Improving OCR using FromThePage

This is a response to the recently published "A Research Agenda for Historical and Multilingual Optical Character Recognition" by David A. Smith and Ryan Cordell, with the support of The Andrew W. Mellon Foundation. The report analyzes current challenges faced by humanities researchers using OCR text and outlines important avenues for research to improve OCR quality. In many places, the report calls for transcription systems and crowdsourcing experts. Since we have run crowdsourced transcription systems for more than a decade, we have a lot of ideas on how transcription systems could be used as part of the solution. Our ideas are specific to FromThePage, our platform, but many could apply to other tools. We thought the best way to be part of the conversation was to share our ideas publicly. If you're working on solving the problems outlined in the report, we'd be very interested in collaborating with you.
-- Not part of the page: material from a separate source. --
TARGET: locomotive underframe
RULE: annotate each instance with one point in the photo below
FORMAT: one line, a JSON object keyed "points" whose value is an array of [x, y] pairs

The report has nine recommendations; our thoughts will be organized accordingly after introducing FromThePage.

About FromThePage

Before we dive into potential implementations, an introduction to FromThePage is in order. FromThePage is a collaborative transcription system used by libraries, archives, museums and academic researchers. It is open source software (available under the Affero GPL 3.0 license) and is deployed at the University of Texas, Fordham University, Northwestern University, and Carleton University among others. We also offer FromThePage as a software-as-a-service. For $1000 to $5000 per year, we host projects for organizations and individuals on shared servers that we run and maintain; this shared infrastructure approach means that projects can be up and running in hours without technical expertise.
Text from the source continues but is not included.